Arap baharı diye adlandırılan, ama Arap dünyasını tam bir “kara kış” iklimine sürükleyen fitne sürecinin şekillendirilmesinde en etkili şekilde kullanılan ülkelerin başında Katar geliyordu.
Gerek finans, gerek propaganda için.
Ama şimdi aynı Katar “terör destekçiliği” ile suçlanarak bir anda hedefe konuluverdi.
İşin garip tarafı, Katar operasyonunun başını Suudi Arabistan’ın çekmesi ve BAE ile Bahreyn’in de Katar’a karşı birleşmeleri oldu.

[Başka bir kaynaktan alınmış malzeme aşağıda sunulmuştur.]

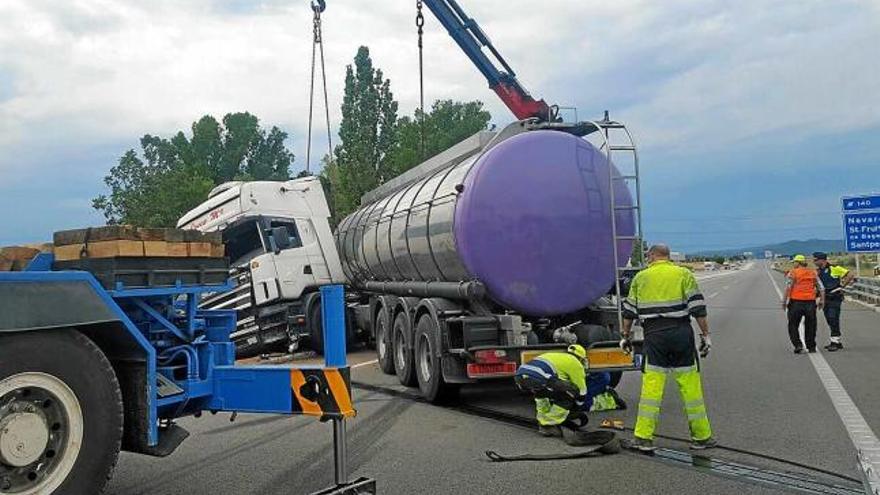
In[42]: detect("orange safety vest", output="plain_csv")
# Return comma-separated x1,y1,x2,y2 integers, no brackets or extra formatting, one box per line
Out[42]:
788,267,818,301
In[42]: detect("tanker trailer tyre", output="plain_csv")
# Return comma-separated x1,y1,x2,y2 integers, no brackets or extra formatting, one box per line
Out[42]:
391,311,418,387
415,314,459,404
375,308,394,375
0,329,123,495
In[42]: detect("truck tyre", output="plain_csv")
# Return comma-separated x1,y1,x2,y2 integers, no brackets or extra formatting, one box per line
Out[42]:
415,314,459,404
392,311,418,387
375,308,394,375
0,329,123,495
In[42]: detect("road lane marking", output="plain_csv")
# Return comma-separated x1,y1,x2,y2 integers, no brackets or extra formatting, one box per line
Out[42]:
349,359,379,369
767,270,880,494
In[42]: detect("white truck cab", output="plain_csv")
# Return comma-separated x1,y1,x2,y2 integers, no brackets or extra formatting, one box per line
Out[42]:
177,177,345,354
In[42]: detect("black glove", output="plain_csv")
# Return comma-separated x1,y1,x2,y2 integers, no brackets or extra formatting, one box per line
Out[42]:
700,335,712,359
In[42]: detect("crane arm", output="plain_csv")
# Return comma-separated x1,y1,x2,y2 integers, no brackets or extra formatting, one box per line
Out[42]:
424,0,555,122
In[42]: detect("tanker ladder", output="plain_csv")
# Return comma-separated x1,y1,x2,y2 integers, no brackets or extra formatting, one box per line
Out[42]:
586,110,645,338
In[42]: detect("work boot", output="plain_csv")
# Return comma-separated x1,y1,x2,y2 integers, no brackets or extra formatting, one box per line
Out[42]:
691,437,718,450
632,437,657,452
538,425,562,437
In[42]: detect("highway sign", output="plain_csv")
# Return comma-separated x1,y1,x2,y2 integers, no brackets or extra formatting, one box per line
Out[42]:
843,211,880,253
840,194,880,212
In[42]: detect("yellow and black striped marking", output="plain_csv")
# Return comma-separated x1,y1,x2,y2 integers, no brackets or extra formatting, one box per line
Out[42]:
290,368,357,420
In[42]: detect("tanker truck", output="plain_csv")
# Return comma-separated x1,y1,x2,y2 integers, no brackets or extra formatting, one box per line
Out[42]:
179,120,638,401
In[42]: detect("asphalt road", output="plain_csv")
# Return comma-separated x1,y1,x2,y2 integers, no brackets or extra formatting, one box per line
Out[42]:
108,263,880,495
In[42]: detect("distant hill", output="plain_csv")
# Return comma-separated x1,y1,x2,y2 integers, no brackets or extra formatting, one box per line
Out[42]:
688,239,844,258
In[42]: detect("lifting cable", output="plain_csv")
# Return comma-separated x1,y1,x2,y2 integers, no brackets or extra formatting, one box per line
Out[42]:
306,0,333,173
416,0,425,161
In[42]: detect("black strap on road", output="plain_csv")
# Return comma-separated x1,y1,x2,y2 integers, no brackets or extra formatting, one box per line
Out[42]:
486,428,620,462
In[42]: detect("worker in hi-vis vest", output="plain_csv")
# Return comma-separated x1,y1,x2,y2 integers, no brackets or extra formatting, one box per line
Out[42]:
813,251,856,352
782,254,825,354
621,244,717,451
514,344,611,437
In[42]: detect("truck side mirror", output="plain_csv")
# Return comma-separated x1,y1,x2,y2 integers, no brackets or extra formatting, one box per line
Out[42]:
272,226,291,254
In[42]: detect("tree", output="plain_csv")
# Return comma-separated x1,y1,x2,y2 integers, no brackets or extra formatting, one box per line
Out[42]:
388,100,492,177
327,46,397,218
92,112,294,227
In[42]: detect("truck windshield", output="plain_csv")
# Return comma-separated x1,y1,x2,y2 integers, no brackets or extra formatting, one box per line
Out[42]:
266,220,302,249
223,220,265,263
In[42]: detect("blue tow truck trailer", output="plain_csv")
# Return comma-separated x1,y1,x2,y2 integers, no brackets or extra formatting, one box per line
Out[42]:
0,253,373,495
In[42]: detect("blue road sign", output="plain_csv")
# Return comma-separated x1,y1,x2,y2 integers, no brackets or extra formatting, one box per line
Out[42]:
843,211,880,253
840,194,880,212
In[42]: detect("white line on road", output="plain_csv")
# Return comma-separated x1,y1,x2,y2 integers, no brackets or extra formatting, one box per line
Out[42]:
767,270,880,493
349,359,379,369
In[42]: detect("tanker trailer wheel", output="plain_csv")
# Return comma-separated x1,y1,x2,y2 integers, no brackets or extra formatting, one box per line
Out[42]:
376,308,394,375
415,314,459,403
0,329,122,495
391,311,418,387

Demek ki bir zamanlar kurulan Körfez İşbirliği Konseyi’nin de yerinde yeller esiyor.
Kuveyt arayı bulmaya çalışıyor, ama zor.
Dikkat çeken bir diğer nokta, Katar’a karşı Suudlarla birlikte Mısır’ın da öne çıkması.

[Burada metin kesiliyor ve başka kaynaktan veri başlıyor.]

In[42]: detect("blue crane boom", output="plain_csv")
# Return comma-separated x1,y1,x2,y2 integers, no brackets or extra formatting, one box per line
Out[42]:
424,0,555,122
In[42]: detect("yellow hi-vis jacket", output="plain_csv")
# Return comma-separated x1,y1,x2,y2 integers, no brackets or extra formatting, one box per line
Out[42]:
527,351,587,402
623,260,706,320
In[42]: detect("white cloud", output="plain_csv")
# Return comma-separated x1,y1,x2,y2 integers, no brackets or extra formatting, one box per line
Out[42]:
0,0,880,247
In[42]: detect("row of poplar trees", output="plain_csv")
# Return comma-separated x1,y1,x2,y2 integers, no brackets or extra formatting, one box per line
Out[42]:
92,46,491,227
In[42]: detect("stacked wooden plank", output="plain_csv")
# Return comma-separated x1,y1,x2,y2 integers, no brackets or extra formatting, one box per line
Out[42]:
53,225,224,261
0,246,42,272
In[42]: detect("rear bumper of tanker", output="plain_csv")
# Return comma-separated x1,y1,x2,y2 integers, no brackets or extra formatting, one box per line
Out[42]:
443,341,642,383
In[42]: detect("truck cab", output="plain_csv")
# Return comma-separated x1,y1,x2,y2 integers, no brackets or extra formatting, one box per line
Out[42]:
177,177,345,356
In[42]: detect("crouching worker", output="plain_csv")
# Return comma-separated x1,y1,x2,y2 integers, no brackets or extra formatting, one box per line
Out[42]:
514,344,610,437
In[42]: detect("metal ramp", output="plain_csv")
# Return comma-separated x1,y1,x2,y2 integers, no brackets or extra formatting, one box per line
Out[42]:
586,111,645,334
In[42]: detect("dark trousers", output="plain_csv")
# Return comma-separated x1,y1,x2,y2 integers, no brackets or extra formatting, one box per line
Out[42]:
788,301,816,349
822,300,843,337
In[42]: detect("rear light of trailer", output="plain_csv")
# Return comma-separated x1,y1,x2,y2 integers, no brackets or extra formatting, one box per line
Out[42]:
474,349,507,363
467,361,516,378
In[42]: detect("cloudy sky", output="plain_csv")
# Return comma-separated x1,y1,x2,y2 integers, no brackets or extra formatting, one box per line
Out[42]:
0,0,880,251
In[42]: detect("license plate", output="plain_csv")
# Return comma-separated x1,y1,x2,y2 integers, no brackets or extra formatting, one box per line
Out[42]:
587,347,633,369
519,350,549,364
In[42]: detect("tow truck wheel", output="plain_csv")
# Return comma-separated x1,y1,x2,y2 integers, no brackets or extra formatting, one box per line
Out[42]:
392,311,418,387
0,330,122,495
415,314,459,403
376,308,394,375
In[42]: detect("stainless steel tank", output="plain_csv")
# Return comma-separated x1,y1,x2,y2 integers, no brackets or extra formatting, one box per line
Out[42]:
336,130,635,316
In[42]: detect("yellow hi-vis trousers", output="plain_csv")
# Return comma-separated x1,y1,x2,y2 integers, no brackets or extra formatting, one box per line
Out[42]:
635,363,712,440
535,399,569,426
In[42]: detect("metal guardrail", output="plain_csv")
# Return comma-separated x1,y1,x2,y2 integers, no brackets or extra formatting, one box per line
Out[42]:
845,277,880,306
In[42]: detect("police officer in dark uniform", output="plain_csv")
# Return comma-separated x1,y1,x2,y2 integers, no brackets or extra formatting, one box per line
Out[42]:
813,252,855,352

İhvan-ı Müslimîn ve Hamas’ı İsrail ağzıyla “terörist” olarak suçlayan ve Katar’ı da bunlara kucak açtığı için hedefe koyan bir ittifak.
Katar krizinin, Trump’ın kılıç dansı ve küre gösterisiyle anılan Riyad ziyaretinden sonra gerçekleşmesi ve ABD Başkanının Katar olayı patladıktan sonra bu ülkeyi “teröre destek”le suçlayan mesajlar atması da manidar.
Olay epey zaman önce gündeme getirilen “İslam NATO’su” projesini de yeniden ısıttı.
Ve bu gelişme Trump’ın “Terörle Müslümanlar uğraşsın” lâfıyla birlikte düşünüldüğünde, İslam âlemini birbirine kırdırma fitnesinde yeni bir aşamayı ortaya koyuyor.
Bu hengâmede Türkiye’yi yönetenlerin içine düştüğü durum bilhassa düşündürücü.
Katar’la detaylarını bilmediğimiz derin ilişki ve ekonomik bağlantılarımız var. Hattâ Varlık Fonuyla ilgili epeyce yüklü Katar yatırımlarından bahsediliyor. Dolayısıyla, gerek ekonomik, gerek siyasî ilişkiler boyutuyla Katar krizinin Türkiye’yi de ciddî şekilde etkileyip sıkıntıya sokmasından kaygı duyuluyor.
Olayın, yine Türkiye’yi yönetenlerin habire Trump’a kur yaptıkları ve dahası İsrail’le arayı fena halde “düzelttikleri” bir merhalede patlak vermesi başlı başına bir garabetler zinciri.
İlk kez IŞİD terörüne hedef olan İran’la tekrar yakınlaşma sürecine girilmesi de cabası.